Sunday, 18 December 2011

Book Review - The Weed That Strings the Hangman's Bag

The Weed That Strings the Hangman's Bag (A Flavia de Luce Mystery #2)The Weed That Strings the Hangman's Bag by Alan Bradley

My rating: 5 of 5 stars


Irrepressible Flavia de Luce, the young slueth, chemist, and poisoner-wanna-be, resident of the country house of Buckshore along with her two sisters, the bookworm and the beauty and her widowed father, along with the housekeeper who can't cook and the houseman damaged from the war, returns with aplomb in this mystery set in the post WWII British countryside.



Personally, I adore Flavia. I love her attitude and fearlessness, though as a child I was much more akin to her bookish sister. I love her love for solving crimes that occur in her small town of Bishop's Lacey. I love her for knowing every inch of her hometown library, and for naming her bicycle Gladys, and for the frightening experiments she cooks up in her upstairs labratory.

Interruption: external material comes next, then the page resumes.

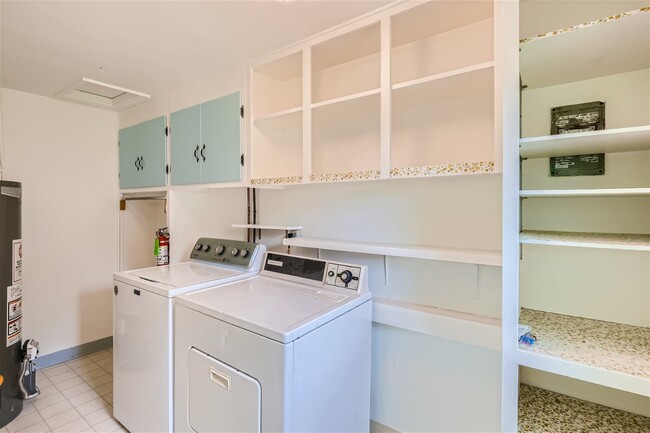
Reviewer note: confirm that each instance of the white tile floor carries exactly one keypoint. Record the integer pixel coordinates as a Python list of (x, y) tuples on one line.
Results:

In this installment, a travelling puppet show has come to Bishop's Lacey, and of course Flavia gets involved. When a dead body appears on the stage mid-performance, she takes on the task of unravelling the mystery as well as tying it to an unsolved crime five years in the passing that had been passed off as death by misadventure at the time. With several twists, turns, and the odd red herring thrown in for good measure, it's a satisfying mystery with fantastic historic touches and a heroine you can't help but adore.